The expressed NORPEG protein was also detected on a Western blot as an ~110-kDa band using an anti-FLAG monoclonal antibody preparation (Fig. 4E). The immunoreactivity was associated with the pellet fraction when the cell homogenate was centrifuged. Treatment of the resulting pellet with Triton X-100 and 1.5 M KCl did not result in the solubilization of the ~110-kDa protein. The expressed protein was analyzed using antibody preparations against peptide sequences from the N-terminal (amino acids 28-45) as well as C-terminal (amino acids 961-980) regions of the NORPEG protein. Both of these antibody preparations (anti-NORPEG-28 and anti-NORPEG-961) were found to recognize the ~110-kDa band (Fig. 4, F and G). The preimmune serum, as expected, did not show any reactivity toward this band (data not shown).

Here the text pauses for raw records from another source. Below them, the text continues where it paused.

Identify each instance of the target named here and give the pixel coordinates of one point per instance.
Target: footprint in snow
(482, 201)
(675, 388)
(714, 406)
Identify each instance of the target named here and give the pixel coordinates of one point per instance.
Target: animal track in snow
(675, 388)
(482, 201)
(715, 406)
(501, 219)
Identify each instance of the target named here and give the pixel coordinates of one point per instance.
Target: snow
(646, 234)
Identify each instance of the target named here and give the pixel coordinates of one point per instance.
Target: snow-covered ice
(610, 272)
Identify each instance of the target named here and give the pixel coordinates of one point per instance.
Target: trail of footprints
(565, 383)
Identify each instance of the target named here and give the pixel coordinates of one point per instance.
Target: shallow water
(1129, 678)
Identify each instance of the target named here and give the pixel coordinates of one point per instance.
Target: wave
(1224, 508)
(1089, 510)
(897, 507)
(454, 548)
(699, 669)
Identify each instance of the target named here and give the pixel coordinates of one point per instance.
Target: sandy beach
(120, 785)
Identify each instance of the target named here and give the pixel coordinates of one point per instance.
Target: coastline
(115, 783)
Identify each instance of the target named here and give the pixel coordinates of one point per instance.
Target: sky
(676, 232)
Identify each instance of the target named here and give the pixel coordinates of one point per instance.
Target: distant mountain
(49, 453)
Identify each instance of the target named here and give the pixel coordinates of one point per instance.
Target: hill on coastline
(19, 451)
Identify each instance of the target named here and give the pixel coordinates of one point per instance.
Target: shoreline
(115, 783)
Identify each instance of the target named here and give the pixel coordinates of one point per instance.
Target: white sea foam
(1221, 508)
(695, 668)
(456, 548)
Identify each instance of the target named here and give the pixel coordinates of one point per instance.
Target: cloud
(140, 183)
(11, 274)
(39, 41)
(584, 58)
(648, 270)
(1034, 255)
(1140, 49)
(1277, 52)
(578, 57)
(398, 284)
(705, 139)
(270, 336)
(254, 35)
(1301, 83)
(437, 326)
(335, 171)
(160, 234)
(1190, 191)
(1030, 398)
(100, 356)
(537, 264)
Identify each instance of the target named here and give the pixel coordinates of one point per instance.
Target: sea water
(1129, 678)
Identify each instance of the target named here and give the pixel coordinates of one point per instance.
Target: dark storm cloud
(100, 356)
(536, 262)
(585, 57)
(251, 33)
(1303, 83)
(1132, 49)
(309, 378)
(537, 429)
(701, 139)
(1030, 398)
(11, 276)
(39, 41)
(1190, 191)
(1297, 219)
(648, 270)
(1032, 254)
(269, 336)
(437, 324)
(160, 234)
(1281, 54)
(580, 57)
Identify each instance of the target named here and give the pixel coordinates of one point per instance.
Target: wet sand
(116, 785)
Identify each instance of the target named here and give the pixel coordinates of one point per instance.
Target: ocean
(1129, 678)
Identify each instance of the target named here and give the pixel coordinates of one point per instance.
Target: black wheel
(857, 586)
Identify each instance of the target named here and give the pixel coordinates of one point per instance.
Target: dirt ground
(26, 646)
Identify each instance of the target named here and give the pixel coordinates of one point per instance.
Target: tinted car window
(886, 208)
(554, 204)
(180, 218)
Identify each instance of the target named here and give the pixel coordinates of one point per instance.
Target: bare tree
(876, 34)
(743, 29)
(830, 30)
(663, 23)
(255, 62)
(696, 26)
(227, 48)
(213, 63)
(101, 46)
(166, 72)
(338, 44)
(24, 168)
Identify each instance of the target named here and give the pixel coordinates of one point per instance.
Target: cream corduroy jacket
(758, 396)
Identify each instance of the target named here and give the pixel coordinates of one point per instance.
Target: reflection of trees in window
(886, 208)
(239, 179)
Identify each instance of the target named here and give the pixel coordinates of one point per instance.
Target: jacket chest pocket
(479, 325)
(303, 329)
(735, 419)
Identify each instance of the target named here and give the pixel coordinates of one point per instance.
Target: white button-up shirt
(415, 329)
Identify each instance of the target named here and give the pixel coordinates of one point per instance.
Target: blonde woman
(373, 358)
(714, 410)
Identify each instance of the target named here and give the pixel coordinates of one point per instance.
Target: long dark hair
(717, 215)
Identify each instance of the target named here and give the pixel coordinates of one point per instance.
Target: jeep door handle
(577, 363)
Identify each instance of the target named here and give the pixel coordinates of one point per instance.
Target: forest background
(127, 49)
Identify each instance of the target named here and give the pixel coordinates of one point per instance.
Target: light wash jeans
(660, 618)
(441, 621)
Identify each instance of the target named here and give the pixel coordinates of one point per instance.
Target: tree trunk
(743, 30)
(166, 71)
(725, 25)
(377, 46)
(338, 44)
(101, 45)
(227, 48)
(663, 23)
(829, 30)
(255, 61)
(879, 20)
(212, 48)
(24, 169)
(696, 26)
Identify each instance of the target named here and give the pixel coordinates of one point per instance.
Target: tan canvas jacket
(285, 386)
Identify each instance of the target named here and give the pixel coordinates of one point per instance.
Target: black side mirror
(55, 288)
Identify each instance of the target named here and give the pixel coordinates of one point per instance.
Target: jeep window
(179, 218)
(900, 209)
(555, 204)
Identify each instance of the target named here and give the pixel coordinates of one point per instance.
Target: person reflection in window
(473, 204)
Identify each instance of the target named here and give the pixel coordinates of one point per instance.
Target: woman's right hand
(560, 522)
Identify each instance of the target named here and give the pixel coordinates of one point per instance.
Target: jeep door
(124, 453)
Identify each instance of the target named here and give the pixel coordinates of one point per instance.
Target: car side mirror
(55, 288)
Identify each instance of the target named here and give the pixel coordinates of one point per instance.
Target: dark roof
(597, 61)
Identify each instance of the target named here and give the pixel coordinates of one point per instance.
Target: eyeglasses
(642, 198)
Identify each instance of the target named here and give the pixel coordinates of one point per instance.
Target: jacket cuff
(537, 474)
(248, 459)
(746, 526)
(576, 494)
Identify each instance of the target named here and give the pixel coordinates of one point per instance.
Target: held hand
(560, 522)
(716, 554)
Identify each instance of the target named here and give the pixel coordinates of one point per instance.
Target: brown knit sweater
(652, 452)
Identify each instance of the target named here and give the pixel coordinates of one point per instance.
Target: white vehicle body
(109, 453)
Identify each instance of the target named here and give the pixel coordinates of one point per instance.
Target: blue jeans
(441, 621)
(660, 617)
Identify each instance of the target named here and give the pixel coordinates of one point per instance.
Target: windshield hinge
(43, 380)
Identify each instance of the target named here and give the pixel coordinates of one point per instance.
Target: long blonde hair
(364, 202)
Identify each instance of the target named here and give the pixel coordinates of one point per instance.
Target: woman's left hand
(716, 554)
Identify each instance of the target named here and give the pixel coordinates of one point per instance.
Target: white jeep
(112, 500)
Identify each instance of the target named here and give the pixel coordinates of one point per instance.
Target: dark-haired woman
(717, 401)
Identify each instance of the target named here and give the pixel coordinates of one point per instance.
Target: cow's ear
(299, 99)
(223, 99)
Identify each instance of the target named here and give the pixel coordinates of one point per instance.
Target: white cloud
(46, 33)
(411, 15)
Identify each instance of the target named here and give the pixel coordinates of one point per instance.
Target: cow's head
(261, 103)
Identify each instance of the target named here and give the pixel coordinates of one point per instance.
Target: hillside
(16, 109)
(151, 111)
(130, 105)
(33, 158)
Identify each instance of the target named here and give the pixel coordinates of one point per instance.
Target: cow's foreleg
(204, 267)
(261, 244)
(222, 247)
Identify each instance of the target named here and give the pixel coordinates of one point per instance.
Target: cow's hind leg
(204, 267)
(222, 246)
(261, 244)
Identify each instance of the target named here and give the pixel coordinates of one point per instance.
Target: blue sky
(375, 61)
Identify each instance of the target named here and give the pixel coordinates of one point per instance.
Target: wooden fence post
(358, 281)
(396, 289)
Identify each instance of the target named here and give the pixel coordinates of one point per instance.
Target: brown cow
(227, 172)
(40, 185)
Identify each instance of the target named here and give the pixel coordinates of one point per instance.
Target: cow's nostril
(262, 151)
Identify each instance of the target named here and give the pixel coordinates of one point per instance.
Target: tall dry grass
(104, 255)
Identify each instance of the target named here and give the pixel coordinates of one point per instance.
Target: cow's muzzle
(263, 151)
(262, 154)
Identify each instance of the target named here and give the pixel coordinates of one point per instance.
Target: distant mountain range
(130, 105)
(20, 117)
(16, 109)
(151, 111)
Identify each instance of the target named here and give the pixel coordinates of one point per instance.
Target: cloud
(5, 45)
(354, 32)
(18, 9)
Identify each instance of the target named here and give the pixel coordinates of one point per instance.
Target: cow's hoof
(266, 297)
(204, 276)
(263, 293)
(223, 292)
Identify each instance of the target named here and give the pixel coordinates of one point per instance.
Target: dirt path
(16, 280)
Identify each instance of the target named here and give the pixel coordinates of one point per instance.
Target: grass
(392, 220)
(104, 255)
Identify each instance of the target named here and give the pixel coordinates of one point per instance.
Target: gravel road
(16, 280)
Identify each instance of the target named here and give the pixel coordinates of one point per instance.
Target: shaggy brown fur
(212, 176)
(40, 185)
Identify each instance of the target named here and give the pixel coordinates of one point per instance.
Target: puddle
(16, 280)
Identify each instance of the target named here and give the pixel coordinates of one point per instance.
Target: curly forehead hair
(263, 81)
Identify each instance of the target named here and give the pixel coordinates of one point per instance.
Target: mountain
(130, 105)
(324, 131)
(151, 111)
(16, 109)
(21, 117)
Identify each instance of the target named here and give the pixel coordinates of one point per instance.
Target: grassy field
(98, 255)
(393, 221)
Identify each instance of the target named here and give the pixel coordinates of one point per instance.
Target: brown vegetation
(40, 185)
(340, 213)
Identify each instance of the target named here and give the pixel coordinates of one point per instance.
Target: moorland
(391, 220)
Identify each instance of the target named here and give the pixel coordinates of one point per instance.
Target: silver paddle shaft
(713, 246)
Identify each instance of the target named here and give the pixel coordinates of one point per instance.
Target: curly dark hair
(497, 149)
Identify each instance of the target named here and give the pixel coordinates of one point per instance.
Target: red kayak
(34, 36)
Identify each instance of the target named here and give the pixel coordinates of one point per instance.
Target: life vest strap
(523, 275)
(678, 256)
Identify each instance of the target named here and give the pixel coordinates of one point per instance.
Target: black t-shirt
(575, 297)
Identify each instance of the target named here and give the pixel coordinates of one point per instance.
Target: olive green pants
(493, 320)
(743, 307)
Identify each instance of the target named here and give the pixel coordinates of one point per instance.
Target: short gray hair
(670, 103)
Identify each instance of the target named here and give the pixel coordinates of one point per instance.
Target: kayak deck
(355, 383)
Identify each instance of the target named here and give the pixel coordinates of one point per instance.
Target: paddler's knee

Analysis of the NORPEG Protein in Differentiated Human RPE Cells-- Differentiated ARPE-19 cells are known to exhibit polarized distribution of certain proteins (10, 12). Therefore, the distribution of the NORPEG protein was analyzed in these cells. ARPE-19 cells were allowed to differentiate and then immunostained using anti-NORPEG-28 antibody and fluorescein-conjugated secondary antibody. The immunostained cells were subjected to laser scanning confocal microscopic analysis. The cells were optically sectioned in a horizontal and vertical plane. The distribution of immunoreactivity was throughout the cytoplasm of the ARPE-19 cells (Fig. 5). The x-y scans (horizontal optical sections) revealed a threadlike distribution of the NORPEG protein throughout the cytoplasm. The x-z scans (vertical optical sections) showed distribution throughout the cells, indicating that expression is not limited to the apical or basal membranes of the cells. Again, the vertical scans of the cells revealed extensive expression throughout the cytoplasm. In experiments using both antibodies, the pre-bleed controls showed minimal labeling of the cells.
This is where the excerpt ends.